愛知県豊田市にある新聞社。豊田市、みよし市の情報を発信。

わが街わが人~生き方~

妻の就職機に自ら選択
ニュージー留学 主夫歴2年 林俊介さん


20140529わが街わが人

 主夫歴2年の林俊介さん(33)=志賀町=は仕事に励む妻に代わり、家族のため日々の家事に奮闘している。3歳と5歳になる2児の父。子どもに手を焼き苦労も多いが、「かわいい時期に子どもと一緒にいられる時間が楽しい」と幸せオーラがあふれ出る。「仕事では味わえない充実感が得られるので機会があれば体験してほしい」と熱く語る。
 だが、「厳しい現実に苦悩することもある」と胸の内を明かす。近年育児や家事に積極的な男性を指す「イクメン」が定着し、抱っこ紐やオムツ替えする男性を見かけるものの、日本では妻が家事をするのが当然という風潮に変わりない。『主夫』という存在はまだ世間的に理解されていない。彼の妻と近所に住む自身の両親に「よき理解者であり、常に自分を支えてくれている」と感謝する。新米主夫にスポットを当てた洗剤のCMが放送された時には驚き喜んだ。「励まされた全国の主夫は多いはず」と笑う。
 主夫の傍ら、交流館などで地域の子どもたちに得意の英語を教えている。
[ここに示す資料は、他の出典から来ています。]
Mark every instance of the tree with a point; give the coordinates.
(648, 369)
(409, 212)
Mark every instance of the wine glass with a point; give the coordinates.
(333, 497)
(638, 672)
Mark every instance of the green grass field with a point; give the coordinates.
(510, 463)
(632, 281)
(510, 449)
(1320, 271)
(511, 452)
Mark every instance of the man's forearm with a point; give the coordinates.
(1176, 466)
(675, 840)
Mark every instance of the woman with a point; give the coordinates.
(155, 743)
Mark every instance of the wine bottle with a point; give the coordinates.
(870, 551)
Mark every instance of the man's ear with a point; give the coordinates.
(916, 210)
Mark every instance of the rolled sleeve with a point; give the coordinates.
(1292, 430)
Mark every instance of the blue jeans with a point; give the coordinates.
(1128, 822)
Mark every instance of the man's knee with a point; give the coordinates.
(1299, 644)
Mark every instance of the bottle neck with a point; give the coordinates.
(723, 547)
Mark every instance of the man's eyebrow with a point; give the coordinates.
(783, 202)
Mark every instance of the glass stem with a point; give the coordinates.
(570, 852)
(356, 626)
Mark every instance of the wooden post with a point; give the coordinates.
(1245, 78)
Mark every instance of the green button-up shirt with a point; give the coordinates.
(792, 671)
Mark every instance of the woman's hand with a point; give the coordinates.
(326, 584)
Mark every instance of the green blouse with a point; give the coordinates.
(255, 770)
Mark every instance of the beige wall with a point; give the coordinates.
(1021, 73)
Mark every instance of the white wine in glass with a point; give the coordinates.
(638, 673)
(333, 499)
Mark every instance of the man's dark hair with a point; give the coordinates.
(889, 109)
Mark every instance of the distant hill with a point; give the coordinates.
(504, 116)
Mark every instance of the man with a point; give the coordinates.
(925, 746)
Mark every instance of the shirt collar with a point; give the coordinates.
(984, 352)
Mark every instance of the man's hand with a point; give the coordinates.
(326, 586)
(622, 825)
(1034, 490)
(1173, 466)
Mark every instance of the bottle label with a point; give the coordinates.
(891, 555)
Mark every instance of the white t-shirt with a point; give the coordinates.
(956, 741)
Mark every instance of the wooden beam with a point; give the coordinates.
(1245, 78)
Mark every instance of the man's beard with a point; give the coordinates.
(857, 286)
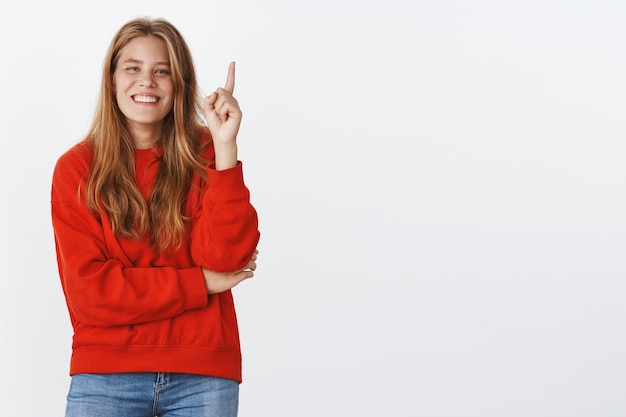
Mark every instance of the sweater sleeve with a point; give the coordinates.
(225, 232)
(104, 288)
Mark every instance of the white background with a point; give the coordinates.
(441, 191)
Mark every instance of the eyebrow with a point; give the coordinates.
(136, 61)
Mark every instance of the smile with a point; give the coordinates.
(145, 99)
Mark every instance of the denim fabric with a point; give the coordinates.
(151, 395)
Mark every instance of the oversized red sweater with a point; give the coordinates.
(137, 310)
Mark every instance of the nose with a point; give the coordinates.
(146, 80)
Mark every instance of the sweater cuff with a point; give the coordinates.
(228, 183)
(193, 288)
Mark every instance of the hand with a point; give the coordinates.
(217, 282)
(222, 112)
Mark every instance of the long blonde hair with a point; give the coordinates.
(111, 186)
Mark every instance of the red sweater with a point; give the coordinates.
(137, 310)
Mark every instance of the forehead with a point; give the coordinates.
(148, 49)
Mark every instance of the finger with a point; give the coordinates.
(251, 266)
(230, 79)
(209, 102)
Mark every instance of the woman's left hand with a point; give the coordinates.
(223, 117)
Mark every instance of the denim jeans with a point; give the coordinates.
(151, 395)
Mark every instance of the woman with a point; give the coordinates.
(153, 227)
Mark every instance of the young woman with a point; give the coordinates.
(153, 227)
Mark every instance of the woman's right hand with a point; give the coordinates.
(217, 282)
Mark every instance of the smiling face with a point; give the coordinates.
(143, 87)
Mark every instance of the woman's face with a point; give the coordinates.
(143, 84)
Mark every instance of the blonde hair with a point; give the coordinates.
(111, 186)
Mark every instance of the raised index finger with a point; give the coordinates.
(230, 79)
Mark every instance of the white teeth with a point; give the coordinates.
(145, 99)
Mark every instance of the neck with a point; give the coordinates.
(145, 136)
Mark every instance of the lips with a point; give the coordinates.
(139, 98)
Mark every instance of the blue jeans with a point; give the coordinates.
(151, 395)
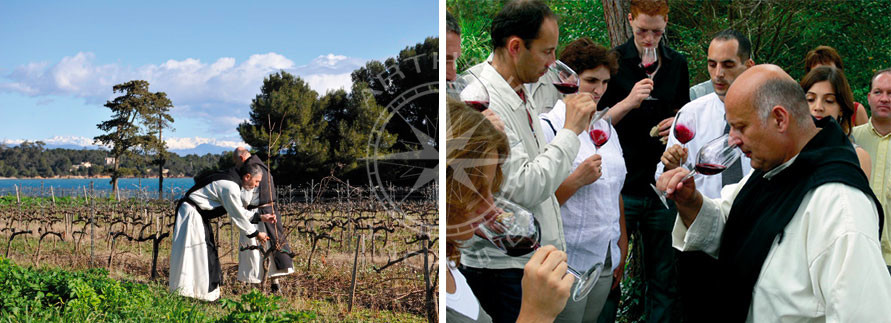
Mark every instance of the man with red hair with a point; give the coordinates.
(638, 105)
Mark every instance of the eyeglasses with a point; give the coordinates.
(644, 32)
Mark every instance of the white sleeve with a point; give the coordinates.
(705, 233)
(848, 271)
(231, 199)
(660, 168)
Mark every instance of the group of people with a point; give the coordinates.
(793, 230)
(246, 192)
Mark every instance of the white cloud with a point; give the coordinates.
(330, 82)
(219, 92)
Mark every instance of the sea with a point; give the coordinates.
(127, 187)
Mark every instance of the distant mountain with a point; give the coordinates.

2年前、生徒2人で始めた講座は口コミで参加者が増え、今年度はすでに定員オーバーになるほど盛況。主婦との貴重な情報交換の場でもあり、人懐っこい性格がママのハートをつかむ。「子どもの成長を見られるのが嬉しい。英語は繰り返し継続すれば聞き取れるようになるのでお母さん自身にも学んでもらい、日常的に使ってほしい」と呼びかける。
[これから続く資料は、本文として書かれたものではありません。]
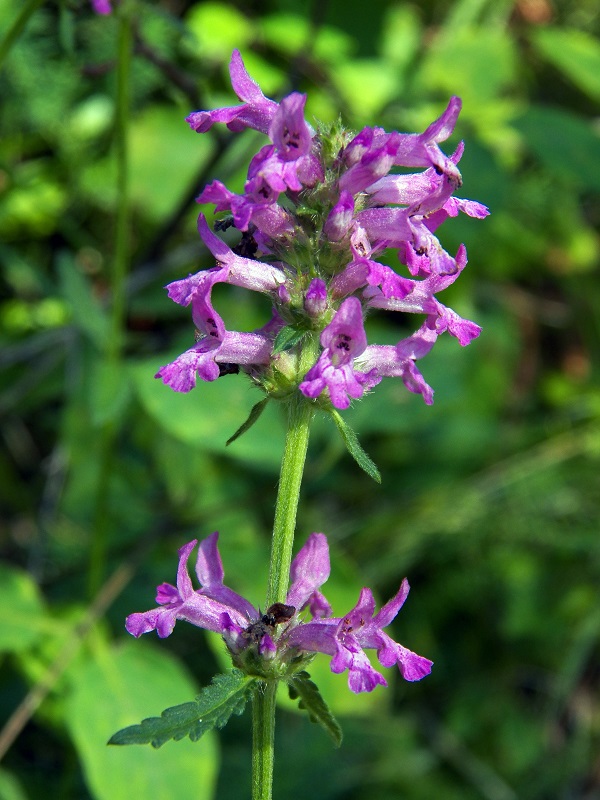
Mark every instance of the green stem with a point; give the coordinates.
(300, 414)
(114, 345)
(292, 467)
(263, 738)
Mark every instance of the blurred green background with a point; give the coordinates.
(490, 499)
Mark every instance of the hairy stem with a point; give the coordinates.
(292, 467)
(263, 738)
(300, 414)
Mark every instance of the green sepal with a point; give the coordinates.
(287, 338)
(354, 447)
(301, 686)
(255, 413)
(226, 695)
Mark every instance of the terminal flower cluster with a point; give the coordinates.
(318, 209)
(282, 640)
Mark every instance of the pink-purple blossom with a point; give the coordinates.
(316, 226)
(283, 635)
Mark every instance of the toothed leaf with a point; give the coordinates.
(255, 413)
(226, 695)
(355, 448)
(300, 686)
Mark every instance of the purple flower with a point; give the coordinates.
(346, 638)
(257, 111)
(216, 607)
(317, 210)
(343, 340)
(206, 607)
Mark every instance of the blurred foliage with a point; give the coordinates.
(490, 498)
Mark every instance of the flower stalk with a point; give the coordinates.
(263, 740)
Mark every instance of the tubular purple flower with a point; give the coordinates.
(101, 6)
(246, 272)
(343, 340)
(375, 163)
(315, 300)
(203, 359)
(332, 236)
(398, 361)
(288, 130)
(345, 639)
(216, 607)
(201, 607)
(422, 150)
(256, 112)
(340, 217)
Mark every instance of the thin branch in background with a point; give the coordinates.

 地元豊田北高卒業後、英語を勉強するためニュージーランドの大学に留学。通称は「ジャスティン」で、日本でも年齢の垣根を越えて通称で呼ばれている。卒業後は帰国し、留学先で出会った妻と結婚。食品会社で働いたり、学習塾の塾長として経営しながら講師を務めたりして生計を立てた。
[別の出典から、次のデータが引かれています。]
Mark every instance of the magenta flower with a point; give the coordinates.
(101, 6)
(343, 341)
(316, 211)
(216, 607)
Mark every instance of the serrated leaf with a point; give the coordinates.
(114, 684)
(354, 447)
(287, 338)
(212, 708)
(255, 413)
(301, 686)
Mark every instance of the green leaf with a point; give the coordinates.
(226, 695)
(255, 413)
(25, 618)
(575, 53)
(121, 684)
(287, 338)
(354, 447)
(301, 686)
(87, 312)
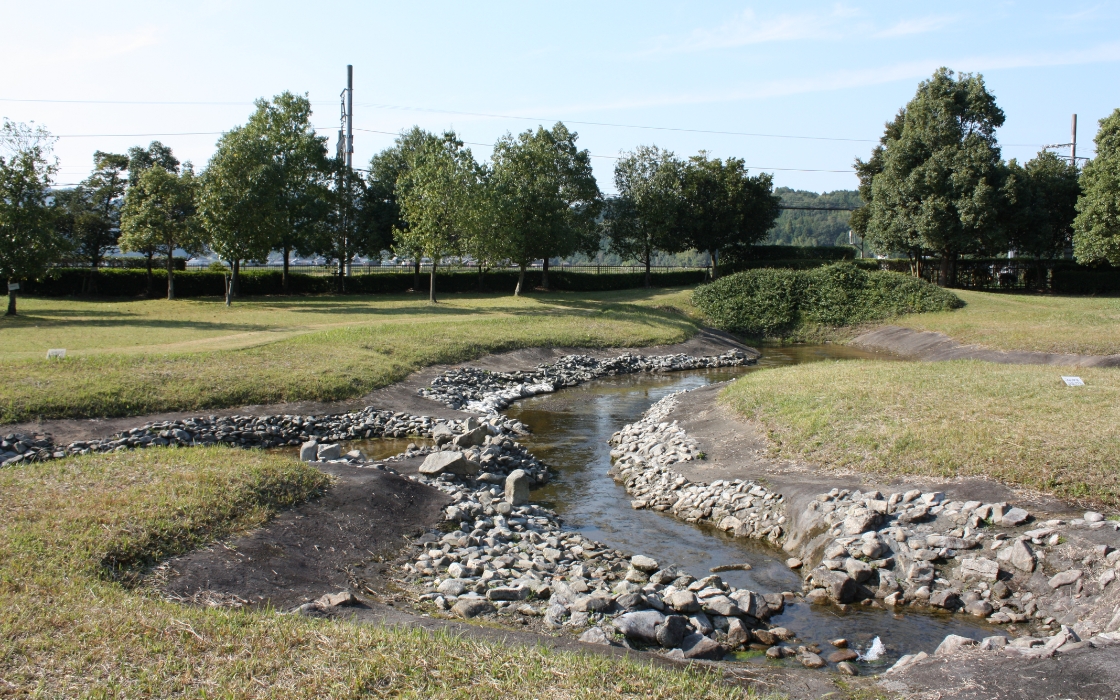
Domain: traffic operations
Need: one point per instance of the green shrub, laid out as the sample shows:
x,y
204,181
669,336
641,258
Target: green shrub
x,y
776,302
 転機は妻の第2子出産後。妻が働くことになり、適材適所で彼が主夫の道を選択した。現在、将来自宅で子ども向け英語塾を開く夢に向け、簿記とファイナンシャルプランナーの資格を取得。保育士の夢もあり、保育士資格の取得も目指す。「職業を聞かれたら、『主夫です』と胸を張って答え、さまざまなことにチャレンジしていきたい」と意気込む。